The talk of prosecuting Bush after his boasts of committing atrocities needs to stop. Not because that opinion is wrong, but because it will NEVER HAPPEN.
It will not happen because Obama is a weak leader. It will never happen because Obama intends to commit the same atrocities as we speak. Jailing Bush for the same crimes he is committing now will be the end of his presidency, and it sets the stage for his own inevitable prosecution when Emperor DeMint steals the 2012 election, and decides not to "turn the page," or "look forward, not backward."
If history is any guide, it's not the crime that gets you in trouble: it's the cover up. So Obama's solution is simple: create a situation where a cover up is not necessary. If the byproduct of this approach is that Bush gets off scot free, that is a small price to pay to ensure he will never miss any of little Sasha's soccer games while sitting in jail.
It's so simple, it's brilliant, really. I don't know why I haven't thought of it before.
How else to explain this gem from Rahmbo:
Stephanopoulos: The president has ruled out prosecution for CIA officials who believed they were following the law. Does he believe that the officials who devised the policies should be immune from prosecution?
Emanuel: He believes that people in good faith were operating with the guidance they were provided... those who devised the policy...should not be prosecuted either."
Later on "This Week," House Minority Leader John Boehner, R-Ohio, said he agrees with the president's decision not to prosecute Bush administration officials who devised the torture policy. [lulz]
So apparently, it's ok to break the law, torture & kill people, as long as you mean well. And we all know Barry means well, don't we? And also, was Rahm talking about the Bush administration, or his own?
Pre-emptive unilateral war is ok, as long as you mean well. Right?
Rendition (a euphemism for kidnapping and torture) is still practiced today:
The rendition program became a source of embarrassment for the CIA, and a target of international scorn, as details emerged in recent years of botched captures, mistaken identities and allegations that prisoners were turned over to countries where they were tortured.
The European Parliament condemned renditions as "an illegal instrument used by the United States."
But the Obama administration appears to have determined that the rendition program was one component of the Bush administration's war on terrorism that it could not afford to discard.
Even blatant assassination of American citizens without due process is on the table; Bush didn't even go this far. Who needs Sarah Palin's "Death Panels" when Obama has his own?
Wiretapping? He's got Bush beat there too.
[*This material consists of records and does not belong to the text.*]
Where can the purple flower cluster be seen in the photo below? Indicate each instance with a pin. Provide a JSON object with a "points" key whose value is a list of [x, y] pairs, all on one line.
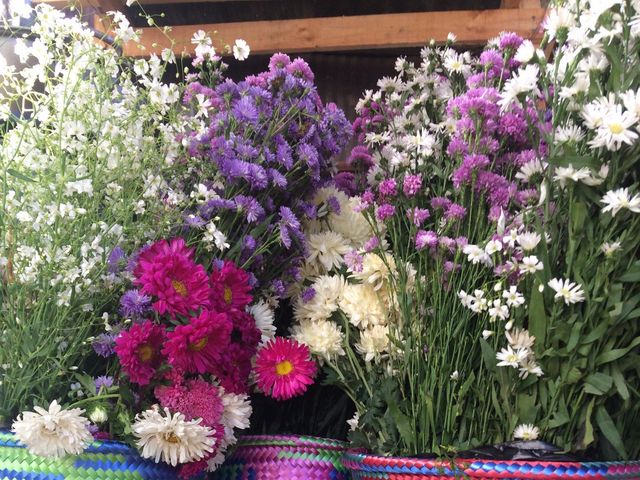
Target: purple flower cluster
{"points": [[268, 145]]}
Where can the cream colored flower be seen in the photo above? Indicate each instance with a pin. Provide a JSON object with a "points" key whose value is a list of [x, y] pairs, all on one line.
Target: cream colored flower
{"points": [[170, 438], [54, 432]]}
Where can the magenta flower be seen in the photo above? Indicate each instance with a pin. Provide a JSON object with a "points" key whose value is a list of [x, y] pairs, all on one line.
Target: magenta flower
{"points": [[138, 350], [284, 368], [166, 270]]}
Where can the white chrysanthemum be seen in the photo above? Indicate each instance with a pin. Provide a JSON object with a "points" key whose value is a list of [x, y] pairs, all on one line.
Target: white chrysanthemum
{"points": [[363, 305], [373, 342], [526, 432], [170, 438], [328, 249], [54, 432], [528, 240], [241, 50], [324, 338], [375, 271], [351, 224], [328, 291], [236, 414], [263, 314], [615, 200], [566, 290]]}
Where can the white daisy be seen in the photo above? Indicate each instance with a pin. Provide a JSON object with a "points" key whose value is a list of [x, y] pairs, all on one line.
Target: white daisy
{"points": [[241, 50], [170, 438], [263, 314], [528, 240], [511, 358], [513, 297], [54, 432], [566, 290], [526, 432], [615, 200]]}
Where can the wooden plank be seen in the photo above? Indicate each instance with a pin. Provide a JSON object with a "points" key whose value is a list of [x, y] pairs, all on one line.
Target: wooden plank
{"points": [[399, 30]]}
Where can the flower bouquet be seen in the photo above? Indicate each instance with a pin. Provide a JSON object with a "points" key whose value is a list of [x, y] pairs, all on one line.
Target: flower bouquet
{"points": [[495, 300]]}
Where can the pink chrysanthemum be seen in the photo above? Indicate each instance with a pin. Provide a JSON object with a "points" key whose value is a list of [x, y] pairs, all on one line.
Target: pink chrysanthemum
{"points": [[230, 288], [194, 399], [284, 368], [197, 346], [166, 270], [139, 351]]}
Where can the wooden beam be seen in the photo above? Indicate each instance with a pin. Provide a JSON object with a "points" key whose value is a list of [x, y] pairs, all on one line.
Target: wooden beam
{"points": [[398, 30]]}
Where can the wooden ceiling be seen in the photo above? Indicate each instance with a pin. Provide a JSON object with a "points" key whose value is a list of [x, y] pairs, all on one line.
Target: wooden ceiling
{"points": [[346, 32]]}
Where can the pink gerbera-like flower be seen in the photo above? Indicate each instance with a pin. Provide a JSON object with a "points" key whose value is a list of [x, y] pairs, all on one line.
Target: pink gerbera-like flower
{"points": [[166, 270], [230, 287], [139, 351], [197, 346], [284, 368]]}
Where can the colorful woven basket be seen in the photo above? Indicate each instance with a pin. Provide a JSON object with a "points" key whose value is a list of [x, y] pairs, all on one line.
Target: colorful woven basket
{"points": [[369, 467], [101, 461], [267, 457]]}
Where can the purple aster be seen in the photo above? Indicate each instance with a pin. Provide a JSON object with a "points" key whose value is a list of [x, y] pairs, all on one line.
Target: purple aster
{"points": [[117, 260], [385, 211], [426, 239], [388, 187], [103, 381], [307, 295], [134, 304], [412, 184], [103, 344]]}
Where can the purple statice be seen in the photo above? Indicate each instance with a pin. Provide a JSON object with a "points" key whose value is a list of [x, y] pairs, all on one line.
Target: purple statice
{"points": [[308, 294], [104, 344], [388, 187], [455, 212], [418, 215], [385, 211], [117, 260], [440, 202], [134, 304], [103, 381], [426, 238], [411, 184], [353, 260], [371, 244], [467, 171]]}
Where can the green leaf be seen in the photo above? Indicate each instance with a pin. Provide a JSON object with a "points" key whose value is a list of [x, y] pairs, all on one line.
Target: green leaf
{"points": [[598, 383], [488, 355], [617, 353], [610, 431], [537, 318]]}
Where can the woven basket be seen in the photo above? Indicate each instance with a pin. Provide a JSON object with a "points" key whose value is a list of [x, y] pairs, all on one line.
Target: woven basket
{"points": [[369, 467], [280, 457], [101, 461]]}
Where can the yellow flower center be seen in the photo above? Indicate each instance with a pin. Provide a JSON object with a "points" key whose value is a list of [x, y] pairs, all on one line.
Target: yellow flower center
{"points": [[145, 352], [179, 287], [284, 368], [199, 345], [616, 128], [228, 295]]}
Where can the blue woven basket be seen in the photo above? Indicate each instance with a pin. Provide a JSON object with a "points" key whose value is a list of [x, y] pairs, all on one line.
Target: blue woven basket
{"points": [[101, 461]]}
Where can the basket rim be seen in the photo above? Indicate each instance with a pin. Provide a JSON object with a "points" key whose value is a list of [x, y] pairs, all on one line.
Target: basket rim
{"points": [[362, 458], [279, 440]]}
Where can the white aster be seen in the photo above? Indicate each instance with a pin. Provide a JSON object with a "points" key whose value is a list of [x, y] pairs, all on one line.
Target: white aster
{"points": [[324, 338], [54, 432], [566, 290], [170, 438], [263, 314], [526, 432], [615, 200]]}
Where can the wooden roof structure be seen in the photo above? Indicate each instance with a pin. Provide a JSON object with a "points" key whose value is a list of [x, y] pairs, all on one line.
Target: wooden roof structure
{"points": [[298, 26]]}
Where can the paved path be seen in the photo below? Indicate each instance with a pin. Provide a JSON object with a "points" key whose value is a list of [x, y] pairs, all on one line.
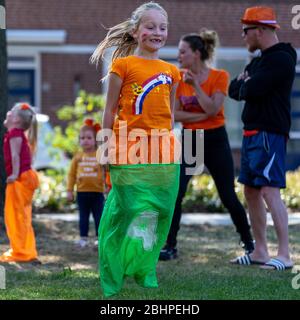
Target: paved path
{"points": [[187, 218]]}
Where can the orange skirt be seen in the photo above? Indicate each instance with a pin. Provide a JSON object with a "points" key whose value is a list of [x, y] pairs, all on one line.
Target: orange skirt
{"points": [[18, 218]]}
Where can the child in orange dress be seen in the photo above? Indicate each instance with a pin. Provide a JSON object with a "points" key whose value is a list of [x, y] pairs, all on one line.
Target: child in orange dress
{"points": [[21, 182]]}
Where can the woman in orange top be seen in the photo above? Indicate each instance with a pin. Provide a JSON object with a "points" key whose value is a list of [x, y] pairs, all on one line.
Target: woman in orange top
{"points": [[200, 99]]}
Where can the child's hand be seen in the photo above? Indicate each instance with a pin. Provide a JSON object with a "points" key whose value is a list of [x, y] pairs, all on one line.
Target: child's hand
{"points": [[70, 196], [12, 178]]}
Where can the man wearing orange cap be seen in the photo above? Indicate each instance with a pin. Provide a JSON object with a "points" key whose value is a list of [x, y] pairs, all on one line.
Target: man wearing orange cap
{"points": [[265, 86]]}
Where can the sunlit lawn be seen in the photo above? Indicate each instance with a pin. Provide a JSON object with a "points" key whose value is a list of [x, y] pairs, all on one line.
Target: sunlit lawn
{"points": [[201, 272]]}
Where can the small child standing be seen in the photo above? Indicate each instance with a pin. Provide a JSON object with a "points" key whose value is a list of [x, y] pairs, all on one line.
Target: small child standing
{"points": [[21, 183], [86, 173]]}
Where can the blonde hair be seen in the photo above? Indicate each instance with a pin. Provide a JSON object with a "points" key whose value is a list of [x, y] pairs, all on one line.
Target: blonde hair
{"points": [[28, 122], [205, 42], [121, 34]]}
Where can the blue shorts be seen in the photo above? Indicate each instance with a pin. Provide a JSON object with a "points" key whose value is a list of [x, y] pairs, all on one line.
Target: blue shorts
{"points": [[263, 160]]}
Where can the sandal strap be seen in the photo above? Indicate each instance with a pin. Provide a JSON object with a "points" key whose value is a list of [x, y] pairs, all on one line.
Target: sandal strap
{"points": [[276, 263]]}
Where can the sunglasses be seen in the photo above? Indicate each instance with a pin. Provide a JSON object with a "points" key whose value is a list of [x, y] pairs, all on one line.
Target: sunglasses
{"points": [[245, 30]]}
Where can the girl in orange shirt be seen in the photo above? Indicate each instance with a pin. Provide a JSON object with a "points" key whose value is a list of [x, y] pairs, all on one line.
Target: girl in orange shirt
{"points": [[21, 183], [140, 100], [200, 105]]}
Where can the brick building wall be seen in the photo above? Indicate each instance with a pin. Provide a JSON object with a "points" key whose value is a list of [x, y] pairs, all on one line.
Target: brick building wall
{"points": [[83, 22], [63, 75]]}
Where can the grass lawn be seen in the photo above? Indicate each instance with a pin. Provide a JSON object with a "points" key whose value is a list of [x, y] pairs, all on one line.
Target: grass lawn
{"points": [[201, 272]]}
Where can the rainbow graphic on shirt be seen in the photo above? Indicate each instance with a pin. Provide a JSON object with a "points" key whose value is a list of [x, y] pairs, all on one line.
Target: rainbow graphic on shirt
{"points": [[142, 91]]}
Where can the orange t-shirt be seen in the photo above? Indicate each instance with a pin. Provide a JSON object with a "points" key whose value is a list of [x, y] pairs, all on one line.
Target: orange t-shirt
{"points": [[145, 94], [217, 81]]}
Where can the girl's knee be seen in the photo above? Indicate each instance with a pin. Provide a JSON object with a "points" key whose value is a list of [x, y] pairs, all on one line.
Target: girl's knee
{"points": [[251, 193]]}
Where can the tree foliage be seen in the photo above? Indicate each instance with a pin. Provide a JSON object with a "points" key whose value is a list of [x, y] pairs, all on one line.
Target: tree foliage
{"points": [[86, 106]]}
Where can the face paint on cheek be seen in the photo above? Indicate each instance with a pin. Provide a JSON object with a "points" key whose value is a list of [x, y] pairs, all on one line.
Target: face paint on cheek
{"points": [[144, 36]]}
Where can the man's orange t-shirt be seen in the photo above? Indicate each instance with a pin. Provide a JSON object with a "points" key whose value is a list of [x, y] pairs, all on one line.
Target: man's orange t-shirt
{"points": [[217, 81]]}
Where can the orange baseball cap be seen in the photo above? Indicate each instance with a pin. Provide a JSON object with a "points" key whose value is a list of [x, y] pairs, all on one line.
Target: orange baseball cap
{"points": [[261, 16]]}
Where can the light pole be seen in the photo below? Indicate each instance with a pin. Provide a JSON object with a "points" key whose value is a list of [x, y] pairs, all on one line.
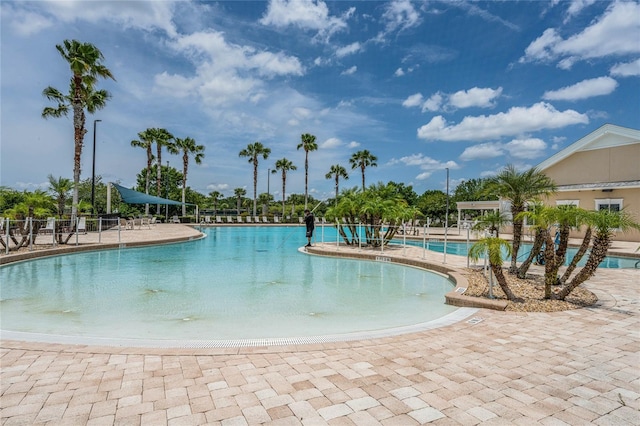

AMY GOODMAN: Your co-counsel, Jon Eisenberg, said the Obama administration is as bad or worse than the Bush administration when it comes to these issues of invoking state secrets or justifying this wiretapping. What are your thoughts on this, Steven Goldberg?
STEVEN GOLDBERG: When the Obama administration came into being, we assumed that there was—and hoped that there would be a change in the government’s policy in terms of fighting or contesting this litigation, particularly on the secrecy grounds. Yet we found there was no change in the Obama administration’s position. They were fighting as vigorously as the Bush administration
And to top it off, to ensure he never gets prosecuted, he places one of the biggest legal proponents of the continuation of Bush's policies on the Supreme Court of the land, ever ready and prepared to pardon the Audacious One at a moment's notice.
It's almost the perfect crime; do you really think he will risk throwing this all away to put some old, dumb, washed up has been in jail? What will he get out of it? What do you think Issa's response will be in retaliation?
And for all this, and more, he was bestowed the Nobel Peace Prize:
NAOMI KLEIN: ...my raw reaction is really that this represents—it’s very significant and disappointing, cheapening of the Nobel Prize. And, you know, it’s been cheapened before, and it will...be cheapened again, but I think there’s something really striking here.
...the Nobel Prize Committee awards their top honors to Obama. And I think it’s quite insulting. I don’t know what kind of political game they’re playing, but I don’t think that the committee has ever been as political as this or as delusional as this, frankly.
It's enough to make former Nobel winners depressed.
Obama simply cannot prosecute Bush or Cheney. To do so would implicate himself, and it would be the ultimate damning admission of his own war crimes, and hence the end of his presidency.